Month: October 2022

Network Security Group: Restrict Access between Azure Subnets

In this post we will be going through configuring Network Security Group’s to restrict access between subnets under a single vNet.

Routing between subnets happens automatically and is allowed by default.

This can allow resources communicate over any port and there is no network access control.

To make the Azure network more secure this should be restricted as much as possible to only allow the required communication.

Below is a link to the Microsoft network best practice.

https://learn.microsoft.com/en-us/azure/security/fundamentals/network-best-practices?toc=https%3A%2F%2Flearn.microsoft.com%2Fen-us%2Fazure%2Farchitecture%2Ftoc.json&bc=https%3A%2F%2Flearn.microsoft.com%2Fen-us%2Fazure%2Farchitecture%2Fbread%2Ftoc.json#logically-segment-subnets

One way to limit the communication is to use NSG’s.

In this example we will be using a 10.10.1.0/24 address space

Address Space

Then we will be creating multiple subnets with /28 mask.

Subnets

I have added one server to both the Ops and Mgmt subnets.

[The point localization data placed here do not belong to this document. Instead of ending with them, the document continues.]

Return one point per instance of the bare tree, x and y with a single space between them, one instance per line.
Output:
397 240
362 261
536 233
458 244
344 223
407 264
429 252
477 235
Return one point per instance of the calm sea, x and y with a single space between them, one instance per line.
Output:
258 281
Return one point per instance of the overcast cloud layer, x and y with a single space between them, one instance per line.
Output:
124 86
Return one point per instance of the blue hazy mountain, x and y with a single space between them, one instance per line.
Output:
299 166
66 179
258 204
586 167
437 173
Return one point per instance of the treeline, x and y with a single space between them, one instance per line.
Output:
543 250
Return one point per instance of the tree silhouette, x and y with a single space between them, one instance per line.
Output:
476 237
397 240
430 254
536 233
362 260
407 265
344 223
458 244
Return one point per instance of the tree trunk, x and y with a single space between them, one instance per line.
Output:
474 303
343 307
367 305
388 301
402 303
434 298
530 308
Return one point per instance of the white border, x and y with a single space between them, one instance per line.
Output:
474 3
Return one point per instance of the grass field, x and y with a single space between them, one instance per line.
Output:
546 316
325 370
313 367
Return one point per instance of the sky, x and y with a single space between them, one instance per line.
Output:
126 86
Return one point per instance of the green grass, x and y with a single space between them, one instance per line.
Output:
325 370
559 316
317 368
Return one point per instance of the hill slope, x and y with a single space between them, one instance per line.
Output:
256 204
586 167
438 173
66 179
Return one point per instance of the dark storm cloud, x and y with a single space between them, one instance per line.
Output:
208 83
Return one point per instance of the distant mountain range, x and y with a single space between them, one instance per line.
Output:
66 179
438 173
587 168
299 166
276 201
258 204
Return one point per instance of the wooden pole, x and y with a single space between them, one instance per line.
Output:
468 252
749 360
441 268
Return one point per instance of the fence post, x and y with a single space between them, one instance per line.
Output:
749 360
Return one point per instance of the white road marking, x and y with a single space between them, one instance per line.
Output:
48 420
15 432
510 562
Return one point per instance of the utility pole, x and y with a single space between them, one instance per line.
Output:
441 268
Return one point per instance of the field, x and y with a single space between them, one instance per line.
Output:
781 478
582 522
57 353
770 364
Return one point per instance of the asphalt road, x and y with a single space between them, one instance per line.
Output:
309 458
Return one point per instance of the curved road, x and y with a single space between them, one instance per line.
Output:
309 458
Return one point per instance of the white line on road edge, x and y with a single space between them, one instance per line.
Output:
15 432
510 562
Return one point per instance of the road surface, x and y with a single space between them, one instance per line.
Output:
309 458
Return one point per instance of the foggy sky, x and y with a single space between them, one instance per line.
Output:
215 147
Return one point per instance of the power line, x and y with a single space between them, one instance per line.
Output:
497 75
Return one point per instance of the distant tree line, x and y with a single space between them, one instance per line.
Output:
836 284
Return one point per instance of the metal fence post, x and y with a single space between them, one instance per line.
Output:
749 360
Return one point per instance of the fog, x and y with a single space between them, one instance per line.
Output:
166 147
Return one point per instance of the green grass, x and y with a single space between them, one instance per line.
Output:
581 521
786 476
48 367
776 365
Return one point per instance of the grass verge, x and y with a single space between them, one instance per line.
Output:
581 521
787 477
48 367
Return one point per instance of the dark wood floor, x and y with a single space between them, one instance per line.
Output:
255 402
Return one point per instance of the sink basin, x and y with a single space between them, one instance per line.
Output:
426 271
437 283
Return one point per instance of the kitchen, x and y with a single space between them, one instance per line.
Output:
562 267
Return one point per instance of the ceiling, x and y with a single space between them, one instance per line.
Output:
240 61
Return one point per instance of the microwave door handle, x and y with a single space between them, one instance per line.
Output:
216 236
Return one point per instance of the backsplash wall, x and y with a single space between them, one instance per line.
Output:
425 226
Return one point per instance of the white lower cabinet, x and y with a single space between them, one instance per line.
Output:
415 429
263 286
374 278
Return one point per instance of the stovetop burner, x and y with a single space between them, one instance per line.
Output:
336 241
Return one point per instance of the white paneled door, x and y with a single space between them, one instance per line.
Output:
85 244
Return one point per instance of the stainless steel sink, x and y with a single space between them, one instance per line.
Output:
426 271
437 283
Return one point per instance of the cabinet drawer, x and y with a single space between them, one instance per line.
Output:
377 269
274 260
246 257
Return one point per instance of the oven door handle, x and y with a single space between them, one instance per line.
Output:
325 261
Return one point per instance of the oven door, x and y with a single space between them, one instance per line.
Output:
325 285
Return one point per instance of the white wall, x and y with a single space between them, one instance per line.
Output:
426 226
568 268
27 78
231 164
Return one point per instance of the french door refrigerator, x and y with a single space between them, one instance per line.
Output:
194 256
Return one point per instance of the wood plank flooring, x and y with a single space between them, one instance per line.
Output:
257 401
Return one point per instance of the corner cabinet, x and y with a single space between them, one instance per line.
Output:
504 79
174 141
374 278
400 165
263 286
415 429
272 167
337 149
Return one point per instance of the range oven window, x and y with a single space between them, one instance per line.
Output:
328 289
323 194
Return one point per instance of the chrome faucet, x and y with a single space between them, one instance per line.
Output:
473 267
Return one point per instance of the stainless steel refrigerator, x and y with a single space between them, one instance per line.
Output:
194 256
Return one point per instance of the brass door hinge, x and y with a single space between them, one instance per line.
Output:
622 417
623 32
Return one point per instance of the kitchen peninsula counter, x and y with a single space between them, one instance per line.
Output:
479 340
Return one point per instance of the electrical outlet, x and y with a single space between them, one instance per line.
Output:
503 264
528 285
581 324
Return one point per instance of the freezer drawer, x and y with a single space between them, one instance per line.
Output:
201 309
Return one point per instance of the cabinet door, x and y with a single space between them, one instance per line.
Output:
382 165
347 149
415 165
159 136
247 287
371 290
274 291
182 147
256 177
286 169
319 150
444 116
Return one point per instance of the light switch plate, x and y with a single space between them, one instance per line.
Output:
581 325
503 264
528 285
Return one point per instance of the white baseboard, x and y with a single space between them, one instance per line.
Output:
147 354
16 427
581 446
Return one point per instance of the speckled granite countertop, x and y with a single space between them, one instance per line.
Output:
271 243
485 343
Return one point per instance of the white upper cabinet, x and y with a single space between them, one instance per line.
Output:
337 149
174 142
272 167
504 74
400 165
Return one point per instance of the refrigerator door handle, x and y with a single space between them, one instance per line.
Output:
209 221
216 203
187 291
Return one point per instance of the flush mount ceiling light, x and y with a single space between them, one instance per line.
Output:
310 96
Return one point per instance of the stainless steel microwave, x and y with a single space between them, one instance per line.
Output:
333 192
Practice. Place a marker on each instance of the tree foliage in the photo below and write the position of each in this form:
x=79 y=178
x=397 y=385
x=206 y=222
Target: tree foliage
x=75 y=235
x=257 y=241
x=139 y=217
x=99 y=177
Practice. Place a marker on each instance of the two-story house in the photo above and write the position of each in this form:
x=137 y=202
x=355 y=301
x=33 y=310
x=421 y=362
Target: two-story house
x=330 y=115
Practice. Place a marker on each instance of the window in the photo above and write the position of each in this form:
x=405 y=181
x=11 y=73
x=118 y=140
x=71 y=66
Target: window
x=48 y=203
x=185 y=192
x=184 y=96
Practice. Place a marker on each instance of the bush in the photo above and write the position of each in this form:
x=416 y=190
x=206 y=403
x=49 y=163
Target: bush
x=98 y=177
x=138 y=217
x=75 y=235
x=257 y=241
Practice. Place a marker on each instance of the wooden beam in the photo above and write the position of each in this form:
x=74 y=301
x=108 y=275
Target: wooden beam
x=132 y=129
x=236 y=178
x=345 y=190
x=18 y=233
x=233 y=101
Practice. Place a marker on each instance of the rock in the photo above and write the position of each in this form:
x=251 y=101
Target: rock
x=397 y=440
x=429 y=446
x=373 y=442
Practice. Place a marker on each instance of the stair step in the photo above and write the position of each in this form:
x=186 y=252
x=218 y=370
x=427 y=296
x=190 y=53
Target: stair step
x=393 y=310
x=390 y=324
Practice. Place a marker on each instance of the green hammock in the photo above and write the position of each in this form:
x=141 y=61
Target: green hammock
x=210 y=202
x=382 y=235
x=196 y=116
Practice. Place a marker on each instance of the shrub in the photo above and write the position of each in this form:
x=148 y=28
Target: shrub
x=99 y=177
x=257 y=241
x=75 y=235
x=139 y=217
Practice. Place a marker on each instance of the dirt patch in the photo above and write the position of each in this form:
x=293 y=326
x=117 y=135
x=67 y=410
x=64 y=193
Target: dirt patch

Now if we make a connection between each VM the traffic will be routed directly between both VM’s.

trace route

Next, we will setup the NSG to only allow connection between the subnets for RDP and SMB. In this case we will be creating an NSG per subnet, but this could be done in one NSG.

Network Security Group

Next, we need to create two new inbound rules one to allow the required ports and the second to deny all other access.

Go to inbound rules and select Add.

Add rule

Added in the required details

·       Source: IP Address

·       Source Port: 

·       Destination: IP Address

·       Destination IP Address:

·       Service: Custom

·       Destination Port Ranges:

·       Protocol TCP

·       Action: Allow

·       Priority: 110

·       Name: Allow_Mgmt_Subnet_Access

Allow inbound rule

Next, we will create the deny rule.

 

Deny inbound rule

I would usually set the deny to a much lower priority, so that if more rules are required in the future there won’t be an issue with the deny rule having a higher priority and blocking the traffic. 

Once saved, the allow and deny rule should show under inbound rules.

Now when we try to run tracert again, this time we won’t be able to connect.

 

Tracert

If we try open a connection using SMB, we can connect without issue.

To block access back to the other subnet we will need to create the same rules but with the opposition subnet source and destination IP ranges.

After creating both set of NSG rules there will be no access between the subnets on any port other than those specified in the inbound rules.